Don Johnson

Posted on Mar 25

I Built a Stream Processor That Only Recomputes What Changed

#ocaml #distributedsystems #streamprocessing #performance

I spent weeks studying how incremental computation works in production trading systems. Not the papers. The actual implementations. How self-adjusting computation engines track dependencies, propagate changes, and avoid redundant work.

One thing kept bothering me: the model is incredibly powerful, but it's locked inside single-process libraries. If you want surgical recomputation — where changing one input only touches the nodes that actually depend on it — you have to give up distribution. If you want distribution, you're back to recomputing entire windows on every tick.

That gap is where Ripple came from.

The experiment that started it

I built a prototype. A simple incremental graph: 10,000 leaf nodes (one per stock symbol), each feeding through a map node into a fold that aggregates them all.

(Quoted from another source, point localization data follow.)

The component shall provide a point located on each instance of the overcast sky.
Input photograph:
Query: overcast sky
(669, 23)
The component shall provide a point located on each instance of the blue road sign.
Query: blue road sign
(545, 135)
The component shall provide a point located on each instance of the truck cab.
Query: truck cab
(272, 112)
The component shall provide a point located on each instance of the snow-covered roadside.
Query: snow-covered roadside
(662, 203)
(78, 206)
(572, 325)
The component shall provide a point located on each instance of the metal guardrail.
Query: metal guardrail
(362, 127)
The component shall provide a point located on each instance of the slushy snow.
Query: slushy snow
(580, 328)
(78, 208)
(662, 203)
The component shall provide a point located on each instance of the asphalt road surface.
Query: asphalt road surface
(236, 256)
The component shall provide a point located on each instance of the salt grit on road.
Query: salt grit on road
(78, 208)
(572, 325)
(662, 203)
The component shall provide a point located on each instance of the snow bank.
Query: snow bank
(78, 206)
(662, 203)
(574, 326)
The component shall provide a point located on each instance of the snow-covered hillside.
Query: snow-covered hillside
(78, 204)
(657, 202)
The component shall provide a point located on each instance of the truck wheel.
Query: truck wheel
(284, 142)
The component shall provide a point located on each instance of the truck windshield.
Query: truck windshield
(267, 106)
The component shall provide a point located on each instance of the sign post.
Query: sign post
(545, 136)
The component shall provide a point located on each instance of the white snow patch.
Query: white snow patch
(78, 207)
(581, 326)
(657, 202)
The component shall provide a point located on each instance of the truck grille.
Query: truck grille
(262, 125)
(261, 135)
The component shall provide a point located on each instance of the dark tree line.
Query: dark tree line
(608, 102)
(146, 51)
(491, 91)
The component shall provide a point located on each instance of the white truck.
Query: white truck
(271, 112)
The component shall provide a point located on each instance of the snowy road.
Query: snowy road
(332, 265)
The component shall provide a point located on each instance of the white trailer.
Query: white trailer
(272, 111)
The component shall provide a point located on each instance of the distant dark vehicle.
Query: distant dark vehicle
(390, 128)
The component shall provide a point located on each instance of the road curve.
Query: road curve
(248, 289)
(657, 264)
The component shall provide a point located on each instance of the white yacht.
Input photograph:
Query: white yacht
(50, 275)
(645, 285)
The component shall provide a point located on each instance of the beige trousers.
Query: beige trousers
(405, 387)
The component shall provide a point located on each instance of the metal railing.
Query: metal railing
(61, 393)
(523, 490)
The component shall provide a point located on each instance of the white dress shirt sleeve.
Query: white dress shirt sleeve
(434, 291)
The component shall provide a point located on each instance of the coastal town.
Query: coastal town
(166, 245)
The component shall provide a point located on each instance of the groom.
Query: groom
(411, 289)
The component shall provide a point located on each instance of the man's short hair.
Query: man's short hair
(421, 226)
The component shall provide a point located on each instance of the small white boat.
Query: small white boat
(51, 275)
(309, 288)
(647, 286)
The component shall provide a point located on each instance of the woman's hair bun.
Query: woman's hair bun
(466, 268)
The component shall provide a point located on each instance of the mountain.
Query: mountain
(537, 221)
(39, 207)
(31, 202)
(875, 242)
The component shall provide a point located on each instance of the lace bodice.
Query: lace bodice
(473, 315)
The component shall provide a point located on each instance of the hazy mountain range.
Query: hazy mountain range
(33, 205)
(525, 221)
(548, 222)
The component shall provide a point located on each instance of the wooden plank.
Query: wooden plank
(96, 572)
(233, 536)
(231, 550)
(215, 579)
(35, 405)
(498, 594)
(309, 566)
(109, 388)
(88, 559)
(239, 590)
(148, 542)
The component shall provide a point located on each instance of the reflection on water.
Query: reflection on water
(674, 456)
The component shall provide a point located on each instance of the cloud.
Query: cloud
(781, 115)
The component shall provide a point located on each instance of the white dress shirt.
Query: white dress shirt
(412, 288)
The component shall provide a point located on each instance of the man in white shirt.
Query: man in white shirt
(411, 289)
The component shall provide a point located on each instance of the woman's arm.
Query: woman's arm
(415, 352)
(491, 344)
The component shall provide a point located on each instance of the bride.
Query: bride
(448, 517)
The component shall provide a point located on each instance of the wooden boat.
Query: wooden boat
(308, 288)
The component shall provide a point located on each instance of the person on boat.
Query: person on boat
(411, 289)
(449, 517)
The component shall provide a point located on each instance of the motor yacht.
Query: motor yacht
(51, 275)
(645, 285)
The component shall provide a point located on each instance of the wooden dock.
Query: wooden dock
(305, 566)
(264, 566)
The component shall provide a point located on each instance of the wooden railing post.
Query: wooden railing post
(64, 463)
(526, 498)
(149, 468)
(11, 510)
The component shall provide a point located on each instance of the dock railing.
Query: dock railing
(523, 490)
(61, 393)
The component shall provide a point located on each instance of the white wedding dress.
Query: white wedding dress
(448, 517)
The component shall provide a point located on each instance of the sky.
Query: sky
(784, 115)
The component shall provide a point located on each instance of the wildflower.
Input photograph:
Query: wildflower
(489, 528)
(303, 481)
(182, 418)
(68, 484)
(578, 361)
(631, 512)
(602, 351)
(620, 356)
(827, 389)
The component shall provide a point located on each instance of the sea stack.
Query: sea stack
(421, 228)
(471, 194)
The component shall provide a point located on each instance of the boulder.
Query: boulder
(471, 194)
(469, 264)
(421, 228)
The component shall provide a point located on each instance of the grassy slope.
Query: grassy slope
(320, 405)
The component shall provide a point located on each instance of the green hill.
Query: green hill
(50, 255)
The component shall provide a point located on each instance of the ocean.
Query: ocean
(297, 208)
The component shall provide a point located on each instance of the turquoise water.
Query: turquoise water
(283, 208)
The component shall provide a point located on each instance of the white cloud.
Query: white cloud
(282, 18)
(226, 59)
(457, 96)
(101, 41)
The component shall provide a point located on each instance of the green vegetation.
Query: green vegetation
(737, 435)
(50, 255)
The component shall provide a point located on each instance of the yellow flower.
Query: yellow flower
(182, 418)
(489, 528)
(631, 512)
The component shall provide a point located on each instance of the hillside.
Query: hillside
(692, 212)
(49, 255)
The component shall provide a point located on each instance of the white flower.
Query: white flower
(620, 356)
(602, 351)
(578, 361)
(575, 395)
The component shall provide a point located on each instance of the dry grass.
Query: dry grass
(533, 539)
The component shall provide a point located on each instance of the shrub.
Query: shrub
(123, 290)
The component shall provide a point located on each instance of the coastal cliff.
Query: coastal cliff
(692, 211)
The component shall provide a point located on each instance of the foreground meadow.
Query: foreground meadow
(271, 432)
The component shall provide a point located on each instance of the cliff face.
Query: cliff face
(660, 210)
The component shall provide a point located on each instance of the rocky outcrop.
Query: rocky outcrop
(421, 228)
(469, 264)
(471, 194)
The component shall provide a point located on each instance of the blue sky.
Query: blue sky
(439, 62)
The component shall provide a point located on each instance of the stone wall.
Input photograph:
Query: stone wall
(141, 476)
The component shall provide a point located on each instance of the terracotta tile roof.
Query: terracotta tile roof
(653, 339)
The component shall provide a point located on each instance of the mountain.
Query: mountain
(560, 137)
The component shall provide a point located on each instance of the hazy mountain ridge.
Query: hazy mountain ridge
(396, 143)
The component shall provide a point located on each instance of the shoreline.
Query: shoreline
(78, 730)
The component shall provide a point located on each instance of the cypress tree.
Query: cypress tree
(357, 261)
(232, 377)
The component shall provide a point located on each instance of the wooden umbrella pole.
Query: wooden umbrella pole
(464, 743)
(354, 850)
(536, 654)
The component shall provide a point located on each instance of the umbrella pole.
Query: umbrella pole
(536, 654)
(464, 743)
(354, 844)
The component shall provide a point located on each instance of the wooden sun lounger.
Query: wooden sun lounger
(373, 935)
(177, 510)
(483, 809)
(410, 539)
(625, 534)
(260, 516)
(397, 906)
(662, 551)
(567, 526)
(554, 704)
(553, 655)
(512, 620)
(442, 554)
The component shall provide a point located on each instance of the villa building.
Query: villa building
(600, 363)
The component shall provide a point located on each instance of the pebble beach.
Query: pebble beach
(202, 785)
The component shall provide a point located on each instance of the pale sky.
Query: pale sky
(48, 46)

The question was simple: when one leaf changes, how many nodes actually need to recompute?

The answer should be 3. The leaf, its map, and the fold. Not 10,000. Not 40,000. Three.

The first implementation used a linear scan to find dirty nodes. It worked, but stabilization took 27 microseconds at 10,000 symbols. That sounds fast until you multiply it by the event rate. At 100K events per second, you're spending 2.7 seconds per second just on stabilization. The math doesn't work.

So I replaced the linear scan with a min-heap ordered by topological height. Nodes get processed parents-before-children, and only dirty nodes enter the heap. The same stabilization dropped to 250 nanoseconds. That's a 100x improvement from one data structure change.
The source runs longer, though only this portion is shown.